Я понял, что, работая с мозгом, ничего не узнаешь о жизни – разве что лишний раз ужаснешься тому, насколько она хрупка. Нельзя сказать, что под конец карьеры я полностью утратил веру и иллюзии – скорее в определенном смысле разочаровался. Я гораздо больше узнал о собственном несовершенстве и об ограниченности хирургического вмешательства (хотя зачастую без него и не обойтись), чем о том, как в действительности работает мозг. Хотя в тот миг, когда я сидел в прохладной операционной, прислонившись спиной к чистой стене, мне на ум вдруг пришло, что все эти невеселые мысли навеяны банальной усталостью – неудивительно для пожилого нейрохирурга, который вот-вот выйдет на пенсию.
Опухоль в мозге девушки произрастала из мягких мозговых оболочек – тонких кожистых мембран, которые окружают головной, а также спинной мозг в нижней части черепа, известной как задняя черепная ямка.

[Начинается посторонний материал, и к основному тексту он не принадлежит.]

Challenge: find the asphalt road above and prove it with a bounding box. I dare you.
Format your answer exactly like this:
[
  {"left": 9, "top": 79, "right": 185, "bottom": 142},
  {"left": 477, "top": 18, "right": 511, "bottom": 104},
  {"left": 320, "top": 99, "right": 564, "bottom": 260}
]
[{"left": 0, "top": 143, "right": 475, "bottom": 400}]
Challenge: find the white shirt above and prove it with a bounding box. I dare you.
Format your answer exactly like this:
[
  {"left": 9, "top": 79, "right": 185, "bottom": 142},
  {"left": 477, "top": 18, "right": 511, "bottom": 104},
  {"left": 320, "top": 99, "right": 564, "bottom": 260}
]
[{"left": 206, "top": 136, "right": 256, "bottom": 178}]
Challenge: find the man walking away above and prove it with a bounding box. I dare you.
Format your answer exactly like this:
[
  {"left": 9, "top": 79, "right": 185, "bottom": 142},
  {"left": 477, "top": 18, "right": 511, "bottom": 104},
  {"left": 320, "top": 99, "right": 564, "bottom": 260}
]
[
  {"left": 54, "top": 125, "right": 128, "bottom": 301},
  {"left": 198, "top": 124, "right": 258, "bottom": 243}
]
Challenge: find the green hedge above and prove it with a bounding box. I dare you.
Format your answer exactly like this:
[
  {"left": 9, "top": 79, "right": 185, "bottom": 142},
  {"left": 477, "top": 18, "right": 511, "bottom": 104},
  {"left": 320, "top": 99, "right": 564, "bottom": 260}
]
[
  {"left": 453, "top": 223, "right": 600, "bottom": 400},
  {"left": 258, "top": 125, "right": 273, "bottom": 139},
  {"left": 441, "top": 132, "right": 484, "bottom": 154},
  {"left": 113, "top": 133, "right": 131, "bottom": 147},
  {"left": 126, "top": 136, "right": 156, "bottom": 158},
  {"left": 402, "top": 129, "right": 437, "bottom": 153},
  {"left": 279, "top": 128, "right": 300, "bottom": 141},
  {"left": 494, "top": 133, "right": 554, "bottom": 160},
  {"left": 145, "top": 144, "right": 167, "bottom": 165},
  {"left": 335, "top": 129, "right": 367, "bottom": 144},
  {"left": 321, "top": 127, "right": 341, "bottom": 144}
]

Она находилась рядом с одной из крупных венозных пазух. Венозные пазухи – своего рода дренажные трубы, постоянно выкачивающие огромные объемы темно-бордовой, лишенной кислорода крови – крови, которая была ярко-красной, когда только достигла мозга, направленная туда сердцем.
Кровь проходит через мозг за считаные секунды – четверть всей крови, поступающей от сердца, – и тут же темнеет, потому что мозг забирает из нее драгоценный кислород.
Мышление, восприятие, ощущения, управление работой нашего организма, главным образом бессознательное, – на все это уходит очень много энергии, для получения которой активно используется кислород. Был небольшой риск разрыва поперечной венозной пазухи при попытке удалить опухоль, что привело бы к катастрофическому кровоизлиянию, поэтому я вымыл руки и помог Тиму завершить операцию, в течение двадцати минут крайне осторожно прижигая и отслаивая опухоль со стороны пазухи, которую постарался не проткнуть.
– Думаю, можно смело сказать, что опухоль полностью удалена, – заключил я.
– Не думаю, что смогу заняться мистером Уильямсом, пациентом с опухолью лобной доли, – заметил Тим. – В час начинается амбулаторный прием. Мне очень неловко об этом просить, но не могли бы вы за него взяться и удалить как можно бóльшую часть опухоли? Уделить ему столько времени, сколько понадобится?
– Похоже, выбора у меня нет, – проворчал я, недовольный тем, что придется оперировать пациента, с которым лично не провел обстоятельную беседу. К тому же я совсем не был уверен, что операция ему поможет.
Итак, Тим отправился в амбулаторное отделение, а Сами закончил операцию за него, заполнив отверстие в черепе девушки быстро схватывающимся пластичным раствором и зашив скальп. Час спустя в смежную с операционной наркозную комнату вкатили мистера Уильямса. Это был мужчина на вид старше сорока, с тонкими усиками, бледным, безразличным лицом и, наверное, довольно высокий, потому что его ноги, на которые были надеты положенные по правилам антиэмболические чулки, свисали с края каталки.
– Меня зовут Генри Марш, я старший хирург, – сказал я, глядя на него сверху вниз.
– Ага.
– Полагаю, Тим Джонс уже объяснил вам все, что нужно?
Реакции пришлось ждать долго. Мне показалось, что он глубоко задумался, прежде чем ответить:
– Да.
– Не хотите ни о чем спросить?
Он хихикнул, и снова последовала продолжительная пауза.